In an interview with Government News, World Vision chief executive Tim Costello said he welcomed an increase in foreign aid in the 2010-11 Budget, but called for much greater support for Australia’s nearest neighbours.
“The quite extraordinary thing that I think Australians haven’t realised yet is that the best investment you can make is actually in our region,” Rev Costello said.
“If we are self indulgent about how many people we want and are not good neighbours by investing in poor communities that have been trading with us and buying our goods, there will be a trade backlash, there will be a political backlash.
“In a global village, no nation can now appear to be insensitive or arrogant with its trading partners. Aid says ‘we are a good neighbour’.”
Rev Costello said an increase in foreign aid would reduce global population growth, dismissing the argument that overpopulation caused poverty.
“People get it the wrong way around. It is poverty that causes population growth,” he said.
“If you don’t have unemployment benefits, sickness benefits, or a pension when you retire, the most rational choice you can make – and our grandparents did it – was to have a number of kids to help support you.”
He urged the Rudd Government to make good on its commitment to the Millennium Development Goals, under which Australia agreed to give 0.7 per cent of GDP to developing nations by 2015.
“Australia is at 0.33 per cent. Kevin Rudd has promised to get to 0.5 per cent by 2015 and Tony Abbott at the moment is saying that it’s bipartisan.”
He said Australia was the second most generous nation in the world based on per capita giving through private donations, but government aid was lagging.
“The rest of the world finds it puzzling, knowing that Australians are generous, that our government is a laggard, not a leader.”
Closer to home
Rev Costello said it was a “disgrace” that Australia’s remote Indigenous communities still faced third-world conditions.

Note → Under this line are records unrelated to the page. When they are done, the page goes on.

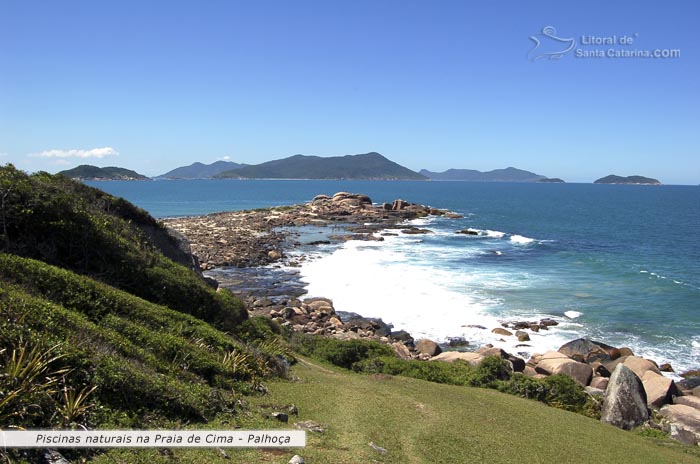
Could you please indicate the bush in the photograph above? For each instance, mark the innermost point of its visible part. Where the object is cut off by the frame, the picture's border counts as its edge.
(341, 353)
(490, 372)
(456, 373)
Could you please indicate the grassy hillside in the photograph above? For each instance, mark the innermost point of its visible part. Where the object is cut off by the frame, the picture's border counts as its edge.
(421, 422)
(100, 329)
(70, 225)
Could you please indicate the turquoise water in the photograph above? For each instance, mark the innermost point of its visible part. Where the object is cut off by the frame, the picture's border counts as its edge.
(616, 262)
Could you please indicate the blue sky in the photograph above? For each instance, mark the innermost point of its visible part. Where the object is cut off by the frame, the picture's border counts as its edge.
(155, 85)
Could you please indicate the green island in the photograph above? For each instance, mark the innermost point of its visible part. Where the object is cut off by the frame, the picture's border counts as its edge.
(107, 323)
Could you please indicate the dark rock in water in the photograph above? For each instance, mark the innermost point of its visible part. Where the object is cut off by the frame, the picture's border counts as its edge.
(415, 231)
(53, 457)
(625, 404)
(689, 383)
(429, 347)
(402, 336)
(280, 416)
(457, 341)
(500, 331)
(548, 322)
(468, 232)
(584, 350)
(660, 390)
(398, 205)
(666, 367)
(684, 423)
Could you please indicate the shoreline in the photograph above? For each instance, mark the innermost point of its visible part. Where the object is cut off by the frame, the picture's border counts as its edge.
(251, 241)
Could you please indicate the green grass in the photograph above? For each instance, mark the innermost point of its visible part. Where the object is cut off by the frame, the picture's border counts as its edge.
(423, 422)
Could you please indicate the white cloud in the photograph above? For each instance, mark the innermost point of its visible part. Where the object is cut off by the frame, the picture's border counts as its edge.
(92, 153)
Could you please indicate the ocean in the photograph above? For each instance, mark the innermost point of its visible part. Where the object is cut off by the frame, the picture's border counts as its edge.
(617, 263)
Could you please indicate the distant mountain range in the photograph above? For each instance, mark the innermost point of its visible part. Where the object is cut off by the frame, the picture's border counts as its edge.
(497, 175)
(200, 170)
(89, 172)
(640, 180)
(368, 166)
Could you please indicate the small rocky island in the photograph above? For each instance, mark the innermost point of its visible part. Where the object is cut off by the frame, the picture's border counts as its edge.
(635, 180)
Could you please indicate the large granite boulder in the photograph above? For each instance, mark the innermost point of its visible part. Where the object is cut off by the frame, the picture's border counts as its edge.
(625, 404)
(554, 362)
(640, 365)
(518, 364)
(683, 423)
(692, 401)
(468, 356)
(660, 390)
(429, 347)
(584, 350)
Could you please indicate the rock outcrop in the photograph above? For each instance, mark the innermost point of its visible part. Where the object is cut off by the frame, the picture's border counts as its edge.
(625, 404)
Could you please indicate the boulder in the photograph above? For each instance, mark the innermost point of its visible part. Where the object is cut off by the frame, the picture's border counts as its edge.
(501, 331)
(468, 356)
(584, 350)
(624, 351)
(660, 390)
(401, 350)
(625, 404)
(692, 401)
(640, 365)
(666, 367)
(556, 363)
(518, 364)
(612, 364)
(468, 232)
(429, 347)
(597, 392)
(457, 341)
(601, 383)
(399, 204)
(684, 423)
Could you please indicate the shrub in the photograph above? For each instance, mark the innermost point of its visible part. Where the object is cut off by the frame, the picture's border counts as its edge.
(489, 372)
(456, 373)
(339, 352)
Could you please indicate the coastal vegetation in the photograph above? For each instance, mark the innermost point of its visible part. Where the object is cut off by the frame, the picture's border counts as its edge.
(106, 322)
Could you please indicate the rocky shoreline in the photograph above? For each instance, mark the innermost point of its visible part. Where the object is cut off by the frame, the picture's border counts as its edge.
(631, 388)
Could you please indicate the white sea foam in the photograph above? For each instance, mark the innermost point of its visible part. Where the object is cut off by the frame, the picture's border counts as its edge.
(380, 279)
(493, 233)
(520, 240)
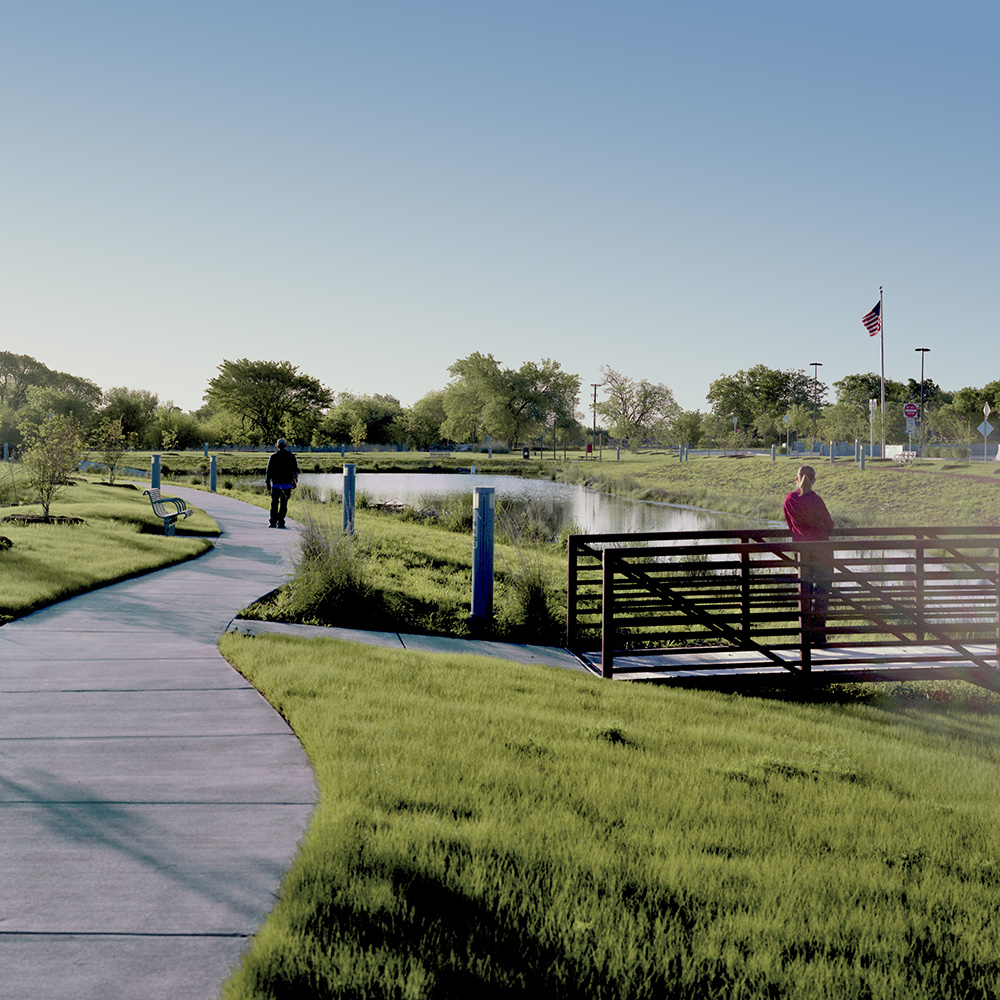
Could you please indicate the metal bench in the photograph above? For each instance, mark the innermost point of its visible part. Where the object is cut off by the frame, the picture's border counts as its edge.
(169, 508)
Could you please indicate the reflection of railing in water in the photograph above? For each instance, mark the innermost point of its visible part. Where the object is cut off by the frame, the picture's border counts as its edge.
(896, 596)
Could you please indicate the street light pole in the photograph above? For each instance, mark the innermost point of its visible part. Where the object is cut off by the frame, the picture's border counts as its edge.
(922, 351)
(816, 365)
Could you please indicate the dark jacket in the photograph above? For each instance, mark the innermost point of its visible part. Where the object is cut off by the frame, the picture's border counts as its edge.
(282, 469)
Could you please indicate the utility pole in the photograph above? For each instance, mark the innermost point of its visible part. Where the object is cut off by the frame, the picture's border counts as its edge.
(815, 366)
(922, 351)
(594, 386)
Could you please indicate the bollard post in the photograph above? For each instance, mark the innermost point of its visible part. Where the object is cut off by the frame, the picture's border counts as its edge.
(349, 499)
(483, 508)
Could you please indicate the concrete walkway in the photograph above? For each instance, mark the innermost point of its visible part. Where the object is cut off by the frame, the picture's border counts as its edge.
(150, 799)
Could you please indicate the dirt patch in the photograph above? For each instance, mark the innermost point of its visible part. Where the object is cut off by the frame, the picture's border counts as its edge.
(40, 519)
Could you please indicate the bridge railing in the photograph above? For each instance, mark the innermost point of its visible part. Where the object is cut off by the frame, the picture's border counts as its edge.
(912, 593)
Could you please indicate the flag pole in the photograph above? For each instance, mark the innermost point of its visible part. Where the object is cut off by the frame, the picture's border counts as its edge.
(881, 347)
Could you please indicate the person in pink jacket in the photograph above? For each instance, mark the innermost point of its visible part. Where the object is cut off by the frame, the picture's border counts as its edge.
(809, 521)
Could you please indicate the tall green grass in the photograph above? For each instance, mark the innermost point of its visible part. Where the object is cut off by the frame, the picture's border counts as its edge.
(401, 575)
(120, 537)
(488, 829)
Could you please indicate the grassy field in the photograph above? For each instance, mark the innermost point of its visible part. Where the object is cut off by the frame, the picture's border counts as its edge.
(120, 537)
(491, 829)
(401, 575)
(488, 829)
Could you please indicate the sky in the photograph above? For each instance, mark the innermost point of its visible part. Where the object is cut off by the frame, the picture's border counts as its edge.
(374, 190)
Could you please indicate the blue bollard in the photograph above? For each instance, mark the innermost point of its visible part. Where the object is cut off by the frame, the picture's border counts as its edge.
(483, 510)
(349, 499)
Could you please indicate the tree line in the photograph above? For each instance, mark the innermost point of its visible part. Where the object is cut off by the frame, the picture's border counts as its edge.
(254, 402)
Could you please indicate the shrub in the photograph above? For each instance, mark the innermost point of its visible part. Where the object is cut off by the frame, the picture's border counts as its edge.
(55, 450)
(329, 573)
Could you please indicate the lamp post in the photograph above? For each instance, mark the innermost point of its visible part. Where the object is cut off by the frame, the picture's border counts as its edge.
(922, 351)
(816, 365)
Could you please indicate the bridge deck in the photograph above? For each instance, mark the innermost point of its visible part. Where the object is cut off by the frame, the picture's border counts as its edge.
(830, 664)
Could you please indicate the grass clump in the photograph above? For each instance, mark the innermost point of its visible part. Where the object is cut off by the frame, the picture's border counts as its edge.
(489, 829)
(401, 575)
(329, 579)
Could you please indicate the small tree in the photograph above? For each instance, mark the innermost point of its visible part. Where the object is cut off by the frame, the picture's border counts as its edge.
(54, 451)
(359, 432)
(112, 446)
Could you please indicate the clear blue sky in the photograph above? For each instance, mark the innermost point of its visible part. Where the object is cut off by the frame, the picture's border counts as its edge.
(371, 190)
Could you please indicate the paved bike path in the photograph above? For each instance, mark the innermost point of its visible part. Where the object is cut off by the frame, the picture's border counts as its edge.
(150, 798)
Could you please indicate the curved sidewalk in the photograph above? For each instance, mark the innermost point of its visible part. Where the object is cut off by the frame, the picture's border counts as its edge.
(150, 799)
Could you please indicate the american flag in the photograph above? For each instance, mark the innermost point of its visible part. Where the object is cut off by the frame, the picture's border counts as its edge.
(873, 320)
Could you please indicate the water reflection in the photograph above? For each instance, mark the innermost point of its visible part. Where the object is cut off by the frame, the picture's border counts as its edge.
(565, 503)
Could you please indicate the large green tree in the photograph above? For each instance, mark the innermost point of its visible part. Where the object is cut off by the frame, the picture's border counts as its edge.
(760, 396)
(267, 397)
(135, 408)
(55, 448)
(382, 415)
(510, 404)
(637, 408)
(424, 419)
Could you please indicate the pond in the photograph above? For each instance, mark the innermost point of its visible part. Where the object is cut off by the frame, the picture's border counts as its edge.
(564, 504)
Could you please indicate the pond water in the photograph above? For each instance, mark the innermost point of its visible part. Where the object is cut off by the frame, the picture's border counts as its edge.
(564, 504)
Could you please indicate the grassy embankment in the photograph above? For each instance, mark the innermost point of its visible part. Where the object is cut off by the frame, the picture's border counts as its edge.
(120, 537)
(489, 829)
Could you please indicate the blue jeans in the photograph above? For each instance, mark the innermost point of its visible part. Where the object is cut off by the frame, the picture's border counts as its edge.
(279, 505)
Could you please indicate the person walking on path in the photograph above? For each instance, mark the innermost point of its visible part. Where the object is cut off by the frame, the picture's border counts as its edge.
(280, 479)
(809, 521)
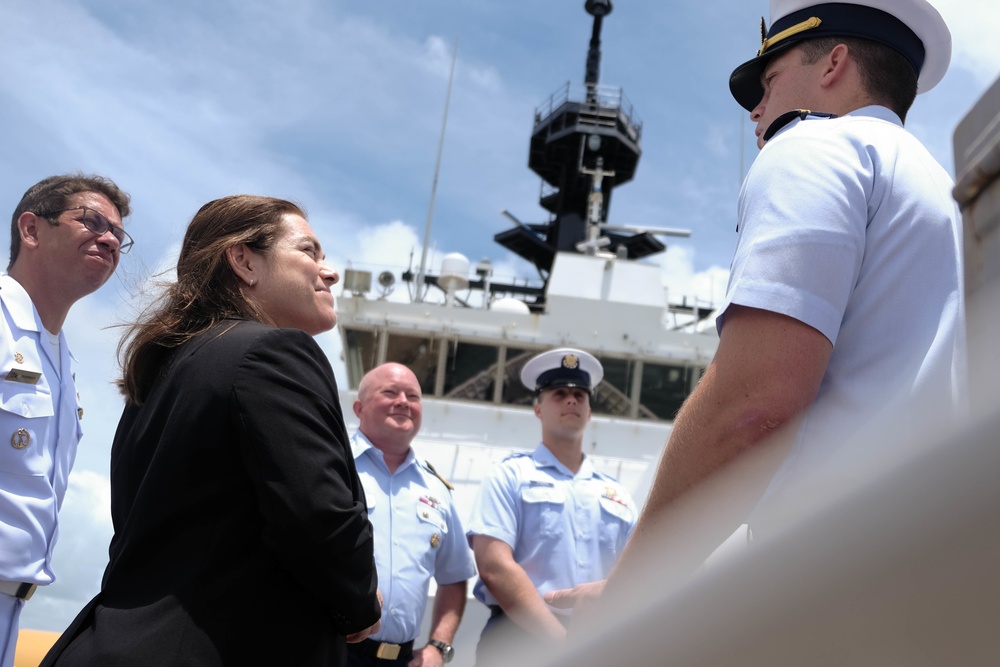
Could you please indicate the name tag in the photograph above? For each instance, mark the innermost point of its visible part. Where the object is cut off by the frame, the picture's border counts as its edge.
(23, 376)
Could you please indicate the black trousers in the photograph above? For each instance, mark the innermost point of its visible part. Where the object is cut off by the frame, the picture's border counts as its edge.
(362, 654)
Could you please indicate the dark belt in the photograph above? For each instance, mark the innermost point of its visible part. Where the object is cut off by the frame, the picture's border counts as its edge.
(383, 650)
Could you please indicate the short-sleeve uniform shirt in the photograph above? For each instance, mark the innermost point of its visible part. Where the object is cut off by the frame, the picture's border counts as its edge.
(848, 225)
(564, 529)
(418, 536)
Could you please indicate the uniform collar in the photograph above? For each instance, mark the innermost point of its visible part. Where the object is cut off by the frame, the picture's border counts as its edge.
(799, 116)
(19, 305)
(360, 444)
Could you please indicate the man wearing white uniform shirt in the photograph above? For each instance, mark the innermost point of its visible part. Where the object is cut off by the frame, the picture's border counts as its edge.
(66, 239)
(418, 534)
(846, 297)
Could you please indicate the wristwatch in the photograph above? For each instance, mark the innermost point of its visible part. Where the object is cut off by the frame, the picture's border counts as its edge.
(447, 652)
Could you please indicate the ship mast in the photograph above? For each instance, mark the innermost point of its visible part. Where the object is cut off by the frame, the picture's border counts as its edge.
(582, 146)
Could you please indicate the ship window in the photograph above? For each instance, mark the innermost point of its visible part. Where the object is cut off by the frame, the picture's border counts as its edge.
(612, 394)
(360, 354)
(419, 354)
(515, 393)
(471, 371)
(664, 388)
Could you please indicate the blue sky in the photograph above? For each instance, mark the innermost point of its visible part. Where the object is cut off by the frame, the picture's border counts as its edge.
(338, 105)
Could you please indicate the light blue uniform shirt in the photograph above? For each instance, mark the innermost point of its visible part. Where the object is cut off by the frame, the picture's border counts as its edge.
(39, 434)
(849, 225)
(418, 535)
(564, 529)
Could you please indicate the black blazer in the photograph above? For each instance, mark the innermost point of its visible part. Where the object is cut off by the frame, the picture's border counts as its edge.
(241, 535)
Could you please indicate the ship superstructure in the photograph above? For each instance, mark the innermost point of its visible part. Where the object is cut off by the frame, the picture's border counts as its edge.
(593, 293)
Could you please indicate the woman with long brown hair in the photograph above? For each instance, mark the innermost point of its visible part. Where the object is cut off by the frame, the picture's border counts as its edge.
(240, 528)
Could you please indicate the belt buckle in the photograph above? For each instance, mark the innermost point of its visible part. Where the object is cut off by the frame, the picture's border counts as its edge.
(25, 591)
(387, 651)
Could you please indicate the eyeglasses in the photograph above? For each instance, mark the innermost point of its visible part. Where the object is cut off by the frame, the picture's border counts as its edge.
(96, 223)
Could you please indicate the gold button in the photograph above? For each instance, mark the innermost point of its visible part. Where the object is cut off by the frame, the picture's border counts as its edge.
(20, 439)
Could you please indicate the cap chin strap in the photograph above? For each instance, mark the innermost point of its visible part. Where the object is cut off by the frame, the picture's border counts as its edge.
(786, 118)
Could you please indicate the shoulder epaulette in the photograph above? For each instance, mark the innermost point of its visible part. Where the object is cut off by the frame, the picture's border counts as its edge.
(438, 475)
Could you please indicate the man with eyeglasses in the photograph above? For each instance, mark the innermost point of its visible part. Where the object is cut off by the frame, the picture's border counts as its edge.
(66, 238)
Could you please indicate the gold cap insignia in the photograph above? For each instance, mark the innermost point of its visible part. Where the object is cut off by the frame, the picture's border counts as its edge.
(20, 439)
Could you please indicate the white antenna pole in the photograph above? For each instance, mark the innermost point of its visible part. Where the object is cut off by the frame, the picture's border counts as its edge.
(422, 271)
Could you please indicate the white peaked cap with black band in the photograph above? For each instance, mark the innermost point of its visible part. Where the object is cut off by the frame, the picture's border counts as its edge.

“I have to be honest and say I don’t have an answer,” Rev Costello said.
“My job is to really solely, consistently back Indigenous leaders to own their future, and to lead in seeking to address this scandal of third-world conditions.”
Rev Costello said World Vision teams often found Indigenous aid programs in Australia to be more challenging than their operations in Africa, Asia and Latin America.
When asked what was the greatest challenge in addressing Indigenous disadvantage, he said it was the “complex labyrinth” of bureaucratic processes disempowering communities.
This, he added, was driven by a “false notion of accountability”, where those controlling the budget felt a need to monitor and regulate service delivery carried out by other levels of government or other departments.
“There should be a much more seamless cooperation between the three tiers of government,” he told Government News.
“We have to simplify and decrease the supply chain of bureaucrats.”
Rev Costello said local government could also play a critical role in providing Indigenous Australians with traineeships and mentoring, employment, community involvement and most important, a sense of identity and value.